Caliph of the Mouride Brotherhood
- In office 1945–1968
- Preceded by: Serigne Mouhamadou Moustapha Mbacké
- Succeeded by: Serigne Abdou Ahad Mbacké

Personal details
- Born: 1888 Daaru Salaam, Senegal
- Died: 1968 (aged 79–80) Touba, Senegal

= Serigne Mouhamadou Fallilou Mbacké =

Senegalese religious leader

Serigne Mouhamadou Fallou Mbacké (Serigne Muhammadu Fadal Mbacke; Wolof: Sëriñ Muhammadu Fallou Mbàkke; 1888–1968) was a Senegalese religious leader.
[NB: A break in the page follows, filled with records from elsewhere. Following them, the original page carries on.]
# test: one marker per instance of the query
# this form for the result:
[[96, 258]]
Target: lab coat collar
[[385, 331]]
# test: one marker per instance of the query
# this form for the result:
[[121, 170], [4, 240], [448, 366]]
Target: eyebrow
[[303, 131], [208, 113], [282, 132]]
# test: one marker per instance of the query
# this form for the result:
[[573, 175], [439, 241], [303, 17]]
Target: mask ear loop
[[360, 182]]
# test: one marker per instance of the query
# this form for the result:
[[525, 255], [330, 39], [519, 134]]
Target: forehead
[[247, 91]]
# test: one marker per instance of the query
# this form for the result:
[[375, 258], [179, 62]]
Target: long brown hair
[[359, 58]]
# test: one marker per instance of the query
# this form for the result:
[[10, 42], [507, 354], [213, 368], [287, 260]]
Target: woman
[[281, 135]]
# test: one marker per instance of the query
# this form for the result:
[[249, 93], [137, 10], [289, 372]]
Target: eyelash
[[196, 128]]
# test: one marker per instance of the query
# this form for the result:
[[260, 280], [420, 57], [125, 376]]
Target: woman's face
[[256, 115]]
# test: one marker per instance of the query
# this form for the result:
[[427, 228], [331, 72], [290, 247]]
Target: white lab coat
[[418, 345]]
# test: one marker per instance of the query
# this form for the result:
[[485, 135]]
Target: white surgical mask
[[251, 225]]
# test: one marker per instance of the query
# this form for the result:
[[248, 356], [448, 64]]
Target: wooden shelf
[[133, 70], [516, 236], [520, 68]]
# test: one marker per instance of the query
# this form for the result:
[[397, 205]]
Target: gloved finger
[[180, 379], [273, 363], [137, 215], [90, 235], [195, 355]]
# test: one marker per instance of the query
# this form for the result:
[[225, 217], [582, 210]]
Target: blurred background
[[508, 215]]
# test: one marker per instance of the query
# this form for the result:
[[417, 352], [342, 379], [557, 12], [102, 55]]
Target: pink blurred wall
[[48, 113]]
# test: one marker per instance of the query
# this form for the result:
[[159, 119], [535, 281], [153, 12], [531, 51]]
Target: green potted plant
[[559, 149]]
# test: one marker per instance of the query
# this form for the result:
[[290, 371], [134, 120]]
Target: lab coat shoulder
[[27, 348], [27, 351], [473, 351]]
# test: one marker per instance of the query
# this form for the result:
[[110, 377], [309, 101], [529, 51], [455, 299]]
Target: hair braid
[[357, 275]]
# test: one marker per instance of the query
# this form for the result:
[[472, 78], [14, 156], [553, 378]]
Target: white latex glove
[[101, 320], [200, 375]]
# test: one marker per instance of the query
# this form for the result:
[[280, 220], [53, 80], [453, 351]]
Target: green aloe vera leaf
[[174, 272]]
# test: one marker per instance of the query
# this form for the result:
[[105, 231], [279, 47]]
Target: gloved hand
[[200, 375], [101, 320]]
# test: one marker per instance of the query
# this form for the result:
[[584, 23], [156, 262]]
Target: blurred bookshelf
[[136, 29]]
He served as the second Caliph of the Mouride brotherhood, a large Sufi order based in Senegal, from 1945 until his death in 1968. He was the son of Sufi saint and religious leader Sheikh Amadou Bamba.

==Life==
Serigne Mouhamadou Fallilou Mbacké was born in 1888 (on the 27th night of Rajab) in Daaru Salam, Senegal. He presided over the inauguration of the expansion of the Great Mosque of Touba on June 7, 1963. His eldest son is Serigne Modu Busso Dieng.